Comparison of Four Data Transformation Methods for Weibull Distributed Data

Abstract

               The objective of this research was to compare four data transformation methods: the error function transformation, the dual power transformation, the exponential transformation of Manly, and the Box-Cox transformation. The criterion used for the study was the ratio of the percentage of acceptances of the null hypothesis H₀ to the data having a normal distribution, after the four data transformation methods were applied to Weibull distributed data. The approaches were evaluated using both real and simulated data. For the simulated data, Weibull distributed datasets were generated for skewness and kurtosis levels using MATLAB version 7.0 with three levels of sample size (n): small (10, 30), medium
(50, 70) and large (100, 120). Each situation was repeated 500 times and the significance level was set at 0.05.
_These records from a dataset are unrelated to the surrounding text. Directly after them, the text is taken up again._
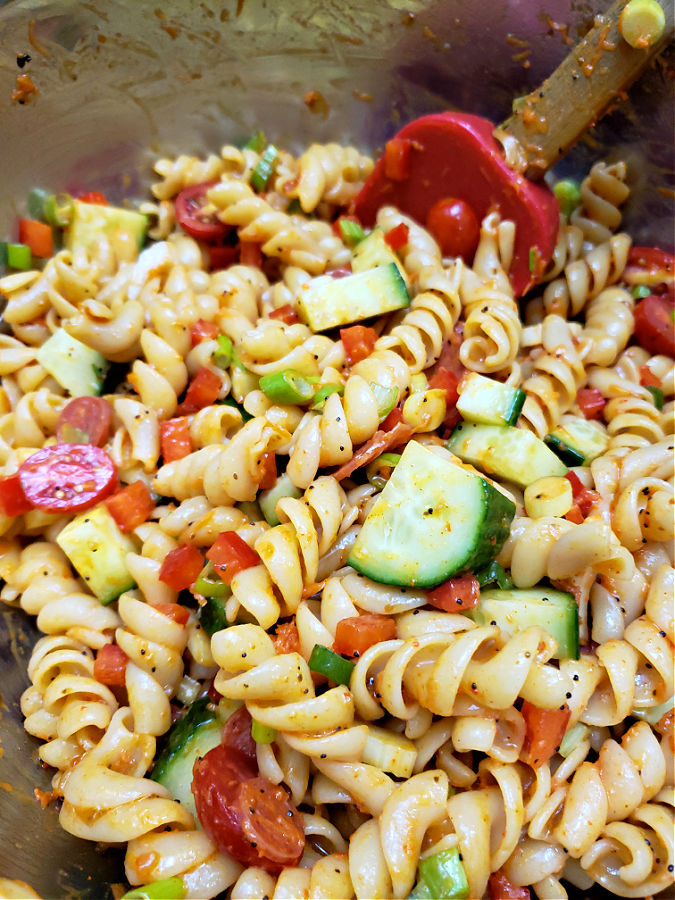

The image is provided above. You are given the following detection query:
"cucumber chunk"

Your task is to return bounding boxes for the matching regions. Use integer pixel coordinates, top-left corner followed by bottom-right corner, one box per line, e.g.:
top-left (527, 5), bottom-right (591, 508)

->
top-left (56, 504), bottom-right (136, 605)
top-left (446, 422), bottom-right (567, 487)
top-left (348, 441), bottom-right (515, 588)
top-left (457, 372), bottom-right (525, 425)
top-left (468, 588), bottom-right (579, 659)
top-left (298, 263), bottom-right (410, 332)
top-left (37, 328), bottom-right (109, 397)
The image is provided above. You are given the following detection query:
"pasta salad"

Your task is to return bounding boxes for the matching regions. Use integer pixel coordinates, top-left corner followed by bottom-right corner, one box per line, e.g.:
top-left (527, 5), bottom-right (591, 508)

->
top-left (0, 134), bottom-right (675, 900)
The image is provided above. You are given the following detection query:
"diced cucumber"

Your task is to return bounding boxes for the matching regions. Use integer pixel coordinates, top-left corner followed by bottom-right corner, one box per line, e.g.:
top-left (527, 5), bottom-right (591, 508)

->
top-left (457, 372), bottom-right (525, 425)
top-left (446, 422), bottom-right (567, 487)
top-left (150, 697), bottom-right (241, 819)
top-left (258, 475), bottom-right (302, 526)
top-left (56, 504), bottom-right (136, 605)
top-left (298, 263), bottom-right (410, 332)
top-left (348, 441), bottom-right (515, 588)
top-left (64, 200), bottom-right (148, 250)
top-left (468, 588), bottom-right (579, 659)
top-left (37, 328), bottom-right (109, 397)
top-left (544, 416), bottom-right (609, 466)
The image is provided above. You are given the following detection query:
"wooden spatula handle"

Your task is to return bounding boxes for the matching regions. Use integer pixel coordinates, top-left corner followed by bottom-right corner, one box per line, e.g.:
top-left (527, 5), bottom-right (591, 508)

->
top-left (496, 0), bottom-right (675, 180)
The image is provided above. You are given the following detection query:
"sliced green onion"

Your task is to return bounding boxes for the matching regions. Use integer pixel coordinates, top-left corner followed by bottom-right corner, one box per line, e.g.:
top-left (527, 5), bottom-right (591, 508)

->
top-left (366, 453), bottom-right (401, 491)
top-left (309, 644), bottom-right (354, 684)
top-left (647, 384), bottom-right (663, 411)
top-left (370, 381), bottom-right (398, 421)
top-left (7, 244), bottom-right (33, 272)
top-left (553, 178), bottom-right (581, 218)
top-left (260, 369), bottom-right (314, 406)
top-left (251, 719), bottom-right (277, 744)
top-left (28, 188), bottom-right (50, 222)
top-left (338, 218), bottom-right (366, 247)
top-left (419, 847), bottom-right (469, 900)
top-left (44, 194), bottom-right (75, 228)
top-left (244, 131), bottom-right (267, 153)
top-left (121, 876), bottom-right (187, 900)
top-left (251, 144), bottom-right (279, 192)
top-left (310, 384), bottom-right (345, 410)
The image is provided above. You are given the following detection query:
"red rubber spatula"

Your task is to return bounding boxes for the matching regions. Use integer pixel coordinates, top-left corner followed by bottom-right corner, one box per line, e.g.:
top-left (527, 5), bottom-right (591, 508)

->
top-left (354, 0), bottom-right (673, 296)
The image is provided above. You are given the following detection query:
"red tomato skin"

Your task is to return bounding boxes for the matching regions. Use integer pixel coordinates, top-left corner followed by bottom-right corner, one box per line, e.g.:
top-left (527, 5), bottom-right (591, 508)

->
top-left (0, 472), bottom-right (33, 516)
top-left (159, 416), bottom-right (193, 463)
top-left (105, 481), bottom-right (155, 534)
top-left (19, 444), bottom-right (117, 512)
top-left (635, 294), bottom-right (675, 357)
top-left (174, 181), bottom-right (230, 244)
top-left (159, 544), bottom-right (204, 591)
top-left (427, 575), bottom-right (480, 612)
top-left (426, 197), bottom-right (480, 265)
top-left (220, 706), bottom-right (258, 775)
top-left (577, 388), bottom-right (607, 419)
top-left (206, 531), bottom-right (260, 584)
top-left (94, 644), bottom-right (129, 686)
top-left (56, 397), bottom-right (112, 447)
top-left (340, 325), bottom-right (377, 366)
top-left (333, 613), bottom-right (396, 659)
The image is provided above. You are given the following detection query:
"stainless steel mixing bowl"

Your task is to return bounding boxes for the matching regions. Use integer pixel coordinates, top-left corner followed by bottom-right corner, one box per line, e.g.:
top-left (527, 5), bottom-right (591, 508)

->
top-left (0, 0), bottom-right (675, 900)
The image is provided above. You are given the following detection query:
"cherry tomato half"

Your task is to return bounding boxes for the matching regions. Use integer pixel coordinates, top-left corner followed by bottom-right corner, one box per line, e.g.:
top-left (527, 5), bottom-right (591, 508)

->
top-left (192, 744), bottom-right (305, 874)
top-left (56, 397), bottom-right (112, 447)
top-left (174, 181), bottom-right (230, 244)
top-left (19, 444), bottom-right (117, 512)
top-left (427, 197), bottom-right (480, 263)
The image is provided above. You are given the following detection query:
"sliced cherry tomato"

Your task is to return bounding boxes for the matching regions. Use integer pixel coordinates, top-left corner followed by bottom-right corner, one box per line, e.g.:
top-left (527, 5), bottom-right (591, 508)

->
top-left (635, 294), bottom-right (675, 356)
top-left (19, 219), bottom-right (54, 259)
top-left (622, 247), bottom-right (675, 287)
top-left (19, 444), bottom-right (117, 512)
top-left (427, 197), bottom-right (480, 264)
top-left (239, 241), bottom-right (262, 269)
top-left (56, 397), bottom-right (112, 447)
top-left (190, 319), bottom-right (220, 347)
top-left (174, 181), bottom-right (230, 244)
top-left (192, 744), bottom-right (305, 874)
top-left (577, 388), bottom-right (607, 419)
top-left (150, 602), bottom-right (190, 625)
top-left (520, 700), bottom-right (572, 769)
top-left (488, 870), bottom-right (530, 900)
top-left (384, 222), bottom-right (410, 252)
top-left (268, 303), bottom-right (300, 325)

                The results consisted of two parts: part I presented the simulated data and part II the real data. With the simulated data with right-skew distribution, and n=10, for skewness (0.3, 0.6], the Box-Cox and exponential transformation methods were the best methods, for skewness (0.6, 1.2], the Box-Cox method was the best and for skewness (1.2, 2.1], the Box-Cox and exponential transformation methods were the best methods. When n=30, 50, 70, 100 and 120, the Box-Cox method was the best. When the data had left-skew distribution, for small and medium sample sizes, the exponential transformation method was the best method for almost all situations. However, for a large sample size, the Box-Cox method was generally the best method. 

                 For the real data, the P-values and the histogram of the empirical data were presented. It was also found that the best transformation method was the Box-Cox method.